They don't last long on the floor, maybe fifteen minutes. I had an imitator hop out while I had the top open doing some plant trimming, and thought I'd chased all of the frogs to the bottom with my activity. It went immediately under the upright piano next to the tank, with about 2 inches to spare. I did see the leap and save this one, with much spritzing under the piano and careful sweeping around with wet paper towels. I recovered a dusty, dirty little guy, but still alive and hydrated. From the top of the tank to the floor is about 4 feet, but he survived the plunge perfectly well. 

The other two losses have been from one puncture wound--an enthusiastic newly introduced D. galactonotus that fell off a water fall when first introduced and landed on a rock that had a sharp edge. The other was an unexplained pumilio death in a nursery tank. 

I have not felt so bad about my own "financial" losses of some $60.00 to $100.00 frogs as I do about wasting their lives by my own carelessness, clumbsiness and ignorance, even after thinking I knew a lot and had some experience.


----------



## Rain_Frog (Apr 27, 2004)

Like somebody said earlier, (despite that isn't the case for your frog)

Jean can hide VERY well sometimes when she wants a nap. Just today, I began to panic because I didn't know where she was, but there was NO WAY she could have escaped at all. 

However, her tameness clearly shows something. My tinctorius is so laid back now, that once I even thought she was dead, and even poked her. After a few times, she eventually got pissed off and hopped, just a few inches. She's one of those frogs that come out when you open the lid, as they know it means food.

Basically, I virtually uprooted every plant in order to find her. The dumb frog was burrowing under the fern, somehow. She was just fine, but a little mad cuz it was bed time. However, she ate a few flies, ran around, then went back into hiding for sleeping.

I still have a dehydrated carcass of one of my first frogs. My first pair of Xenopus froglets I ever owned escaped, and we found one clear into my mom's bedroom, shriveled up. I still have it.

Meanwhile, a firebellied toad escaped back in November and I found it shriveled up under MY bed, all the way from my sister's room.
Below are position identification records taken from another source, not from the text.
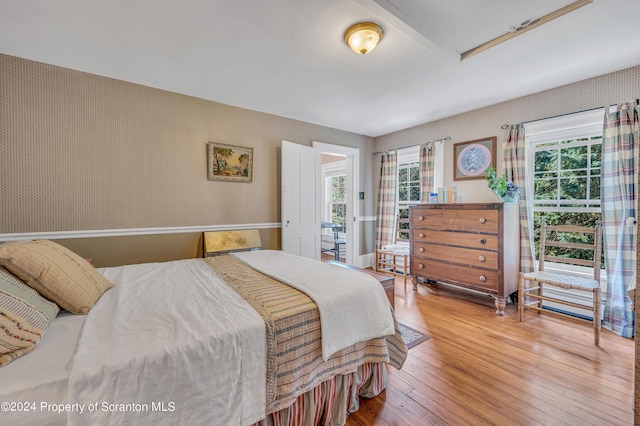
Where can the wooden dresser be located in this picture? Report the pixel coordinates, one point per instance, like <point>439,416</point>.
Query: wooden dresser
<point>470,245</point>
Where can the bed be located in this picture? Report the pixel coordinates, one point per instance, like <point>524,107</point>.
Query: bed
<point>232,339</point>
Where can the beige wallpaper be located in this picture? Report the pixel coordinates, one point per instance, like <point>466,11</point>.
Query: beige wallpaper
<point>595,92</point>
<point>84,152</point>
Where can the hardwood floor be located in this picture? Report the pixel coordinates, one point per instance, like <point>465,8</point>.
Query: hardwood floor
<point>479,368</point>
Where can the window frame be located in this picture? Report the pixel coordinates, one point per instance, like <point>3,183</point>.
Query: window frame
<point>408,156</point>
<point>330,170</point>
<point>581,128</point>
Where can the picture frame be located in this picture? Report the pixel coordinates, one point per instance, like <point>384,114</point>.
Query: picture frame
<point>229,163</point>
<point>472,159</point>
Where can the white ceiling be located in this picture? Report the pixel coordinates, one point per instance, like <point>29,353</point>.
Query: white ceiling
<point>288,57</point>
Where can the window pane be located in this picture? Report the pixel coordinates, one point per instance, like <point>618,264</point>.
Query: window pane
<point>573,173</point>
<point>545,190</point>
<point>415,192</point>
<point>546,161</point>
<point>595,188</point>
<point>415,174</point>
<point>564,218</point>
<point>338,213</point>
<point>573,157</point>
<point>403,194</point>
<point>573,189</point>
<point>596,155</point>
<point>338,189</point>
<point>402,175</point>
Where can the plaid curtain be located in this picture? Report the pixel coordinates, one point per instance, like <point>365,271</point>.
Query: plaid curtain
<point>514,165</point>
<point>386,215</point>
<point>619,197</point>
<point>427,160</point>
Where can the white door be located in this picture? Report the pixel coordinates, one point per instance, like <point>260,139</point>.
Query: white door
<point>352,156</point>
<point>300,200</point>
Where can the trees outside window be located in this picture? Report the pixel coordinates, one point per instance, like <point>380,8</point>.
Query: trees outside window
<point>408,194</point>
<point>565,156</point>
<point>338,199</point>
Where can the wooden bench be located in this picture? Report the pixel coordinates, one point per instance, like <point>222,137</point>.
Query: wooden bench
<point>387,282</point>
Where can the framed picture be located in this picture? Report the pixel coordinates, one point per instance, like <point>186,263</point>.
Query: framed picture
<point>230,163</point>
<point>472,159</point>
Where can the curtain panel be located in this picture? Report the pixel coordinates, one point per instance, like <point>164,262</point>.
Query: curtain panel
<point>619,199</point>
<point>514,164</point>
<point>386,212</point>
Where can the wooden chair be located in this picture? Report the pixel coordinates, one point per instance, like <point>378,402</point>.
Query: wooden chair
<point>393,259</point>
<point>337,241</point>
<point>550,236</point>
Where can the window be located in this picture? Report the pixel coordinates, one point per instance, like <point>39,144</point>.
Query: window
<point>564,159</point>
<point>337,204</point>
<point>408,189</point>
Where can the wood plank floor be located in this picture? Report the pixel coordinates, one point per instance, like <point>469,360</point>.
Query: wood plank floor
<point>479,368</point>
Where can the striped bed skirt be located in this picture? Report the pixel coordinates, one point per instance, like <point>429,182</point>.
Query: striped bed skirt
<point>333,400</point>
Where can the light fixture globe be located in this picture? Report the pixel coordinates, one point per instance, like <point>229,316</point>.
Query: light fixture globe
<point>362,38</point>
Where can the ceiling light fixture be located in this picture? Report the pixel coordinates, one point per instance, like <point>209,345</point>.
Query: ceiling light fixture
<point>362,38</point>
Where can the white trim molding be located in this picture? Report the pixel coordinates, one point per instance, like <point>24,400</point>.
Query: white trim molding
<point>61,235</point>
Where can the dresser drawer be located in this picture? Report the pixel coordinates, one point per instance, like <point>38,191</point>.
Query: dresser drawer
<point>463,256</point>
<point>462,239</point>
<point>455,220</point>
<point>455,274</point>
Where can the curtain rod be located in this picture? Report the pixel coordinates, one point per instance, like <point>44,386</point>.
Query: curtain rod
<point>412,146</point>
<point>505,126</point>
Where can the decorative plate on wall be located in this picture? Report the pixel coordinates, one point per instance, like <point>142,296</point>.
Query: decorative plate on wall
<point>471,159</point>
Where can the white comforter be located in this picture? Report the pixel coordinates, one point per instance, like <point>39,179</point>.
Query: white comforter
<point>353,306</point>
<point>162,349</point>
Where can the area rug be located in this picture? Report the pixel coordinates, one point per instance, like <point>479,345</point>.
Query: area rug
<point>411,336</point>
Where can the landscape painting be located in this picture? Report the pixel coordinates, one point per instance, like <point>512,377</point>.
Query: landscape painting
<point>229,162</point>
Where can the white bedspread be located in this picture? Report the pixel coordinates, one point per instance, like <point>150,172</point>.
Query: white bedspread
<point>162,349</point>
<point>353,306</point>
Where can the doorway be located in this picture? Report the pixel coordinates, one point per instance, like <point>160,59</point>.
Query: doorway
<point>339,172</point>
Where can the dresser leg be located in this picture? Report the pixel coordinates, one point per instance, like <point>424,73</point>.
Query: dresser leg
<point>501,302</point>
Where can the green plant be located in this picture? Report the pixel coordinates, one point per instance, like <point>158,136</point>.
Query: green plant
<point>499,184</point>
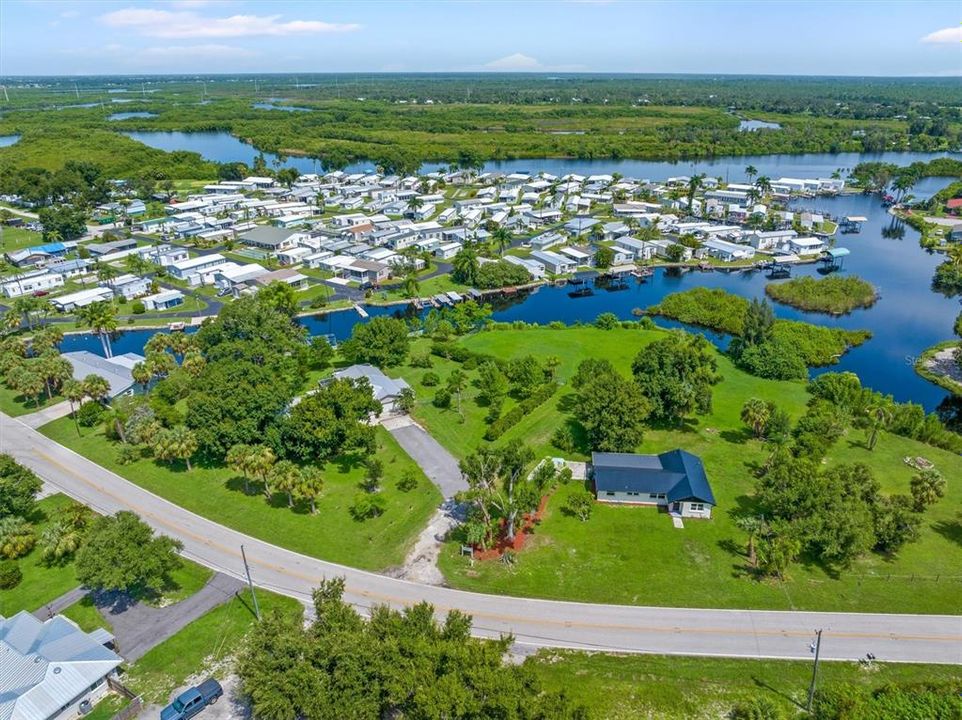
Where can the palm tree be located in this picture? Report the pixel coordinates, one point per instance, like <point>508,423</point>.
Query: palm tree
<point>240,458</point>
<point>502,239</point>
<point>285,477</point>
<point>879,416</point>
<point>755,414</point>
<point>96,387</point>
<point>694,184</point>
<point>465,266</point>
<point>101,318</point>
<point>141,374</point>
<point>262,460</point>
<point>753,525</point>
<point>414,203</point>
<point>75,392</point>
<point>183,444</point>
<point>310,485</point>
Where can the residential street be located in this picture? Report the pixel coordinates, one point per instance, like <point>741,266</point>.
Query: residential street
<point>737,633</point>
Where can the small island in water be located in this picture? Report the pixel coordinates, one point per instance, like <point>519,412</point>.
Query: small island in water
<point>835,295</point>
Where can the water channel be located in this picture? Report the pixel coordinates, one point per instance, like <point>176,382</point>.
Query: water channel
<point>907,319</point>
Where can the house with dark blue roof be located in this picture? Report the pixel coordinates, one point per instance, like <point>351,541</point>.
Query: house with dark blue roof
<point>675,479</point>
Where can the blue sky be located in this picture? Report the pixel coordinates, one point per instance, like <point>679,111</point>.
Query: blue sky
<point>75,37</point>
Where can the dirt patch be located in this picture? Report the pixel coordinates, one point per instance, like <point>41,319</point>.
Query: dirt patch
<point>944,363</point>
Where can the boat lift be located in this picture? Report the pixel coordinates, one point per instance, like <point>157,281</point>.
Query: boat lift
<point>833,259</point>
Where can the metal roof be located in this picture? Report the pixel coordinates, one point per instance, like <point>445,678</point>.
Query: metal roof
<point>677,473</point>
<point>47,665</point>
I know. I've been devastated every time, but it seems to have happened at least once to every frog hobbyist. :x 

Now, I keep everything "locked down" on every tank. always inspected the "security system" every now and then. 
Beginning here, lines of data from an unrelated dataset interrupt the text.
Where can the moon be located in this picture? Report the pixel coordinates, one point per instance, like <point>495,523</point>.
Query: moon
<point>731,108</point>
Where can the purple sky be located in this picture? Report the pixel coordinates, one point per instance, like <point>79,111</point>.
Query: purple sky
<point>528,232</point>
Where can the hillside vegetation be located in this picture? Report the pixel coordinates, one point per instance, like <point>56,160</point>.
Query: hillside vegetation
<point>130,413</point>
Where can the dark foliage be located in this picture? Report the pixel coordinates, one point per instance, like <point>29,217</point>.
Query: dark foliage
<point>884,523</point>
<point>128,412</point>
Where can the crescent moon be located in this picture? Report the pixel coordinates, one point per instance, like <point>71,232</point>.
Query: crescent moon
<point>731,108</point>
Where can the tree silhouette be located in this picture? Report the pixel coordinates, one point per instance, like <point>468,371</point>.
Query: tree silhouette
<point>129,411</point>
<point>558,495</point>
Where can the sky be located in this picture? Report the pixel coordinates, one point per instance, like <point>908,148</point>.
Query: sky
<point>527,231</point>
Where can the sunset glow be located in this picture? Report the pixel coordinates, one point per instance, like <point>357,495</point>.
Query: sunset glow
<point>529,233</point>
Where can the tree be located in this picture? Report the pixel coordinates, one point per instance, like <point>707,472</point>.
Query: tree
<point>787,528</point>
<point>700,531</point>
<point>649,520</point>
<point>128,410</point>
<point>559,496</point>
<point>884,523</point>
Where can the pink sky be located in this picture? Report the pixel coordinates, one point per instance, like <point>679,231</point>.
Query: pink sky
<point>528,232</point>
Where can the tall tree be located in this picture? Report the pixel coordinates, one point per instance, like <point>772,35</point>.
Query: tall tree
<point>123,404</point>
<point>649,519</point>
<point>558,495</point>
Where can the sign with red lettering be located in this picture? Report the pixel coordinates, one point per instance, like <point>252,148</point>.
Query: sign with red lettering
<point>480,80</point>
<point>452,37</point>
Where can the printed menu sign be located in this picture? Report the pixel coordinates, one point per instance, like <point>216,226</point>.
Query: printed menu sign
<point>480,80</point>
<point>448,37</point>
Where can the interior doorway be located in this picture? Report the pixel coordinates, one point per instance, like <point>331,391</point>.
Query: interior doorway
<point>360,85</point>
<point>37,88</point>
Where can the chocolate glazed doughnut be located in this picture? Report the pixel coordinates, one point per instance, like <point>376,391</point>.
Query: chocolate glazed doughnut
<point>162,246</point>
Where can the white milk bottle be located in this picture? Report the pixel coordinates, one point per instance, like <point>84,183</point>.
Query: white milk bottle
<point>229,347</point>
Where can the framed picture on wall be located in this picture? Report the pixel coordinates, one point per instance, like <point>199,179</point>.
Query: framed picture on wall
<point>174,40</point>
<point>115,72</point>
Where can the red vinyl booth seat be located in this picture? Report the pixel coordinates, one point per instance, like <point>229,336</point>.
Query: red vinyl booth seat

One thing that is overlooked, for the potential for a frog to "push" through something. Frogs are pretty strong, particularly if we are talking about Xenopus, and can squeeze through because of their slimy, lubricating bodies. 

In fact, even my wire mesh backing (ventilation slot in hood) has some kind of weight or tape down to press together the tiniest gaps, making it nearly impossible for escapes.


----------